Thanks for your input.

Yes, this is true. I do taxes for a living :) If you prepare your own tax return make sure you fill out form 982. If you have your taxes prepared for you make sure to let them know that your insolvent. You will get a 1099 form in the mail, which you must report, but properly filled out you will NOT pay any taxes on it.

Sub: #1 posted on Sat, 10/24/2009 - 10:28


Thanks, Deanna! I went to the IRS website, and found this to be true as well, before I saw your post. I cut and pasted the following directly from the IRS website:

A taxpayer is insolvent when his or her total liabilities exceed his or her total assets. The forgiven debt may be excluded as income under the "insolvency" exclusion. Normally, a taxpayer is not required to include forgiven debts in income to the extent that the taxpayer is insolvent. The forgiven debt may also qualify for exclusion if the debt was discharged in a Title 11 bankruptcy proceeding or if the debt is qualified farm indebtedness or qualified real property business indebtedness. If you believe you qualify for any of these exceptions, see the instructions for Form 982. For more information, see highlights of the Mortgage Forgiveness Debt Relief Act.

Thanks again for your response!!!

Sub: #2 posted on Sat, 10/24/2009 - 10:36


Your creditors will report cancelled/settled debts exceeding $600 to the IRS and you are required to report the same as income on your annual tax return. In the event that a forgiven debt amount exceeds $600.00, Financial Institutions are generally required to provide a Form 1099-C. Please understand that if you receive a Form 1099-C showing income in the form of canceled debt, this does not necessarily mean that you owe taxes on the forgiven portion of the debt.
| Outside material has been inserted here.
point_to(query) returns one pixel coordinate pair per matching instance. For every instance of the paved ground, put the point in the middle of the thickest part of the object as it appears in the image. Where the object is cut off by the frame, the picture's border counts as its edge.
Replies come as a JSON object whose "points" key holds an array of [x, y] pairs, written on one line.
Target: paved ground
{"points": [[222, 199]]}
In most cases clients can legally and ethically exclude forgiven debt from their income through the "insolvency exclusion" provided by the IRS code. This exclusion means that your liabilities exceed the fair market value of your assets, or in other words; you "Owe" more than you "Own". We recommend that you consult your tax advisor regarding your particular circumstance. must quote other sites when you are cut and pasting.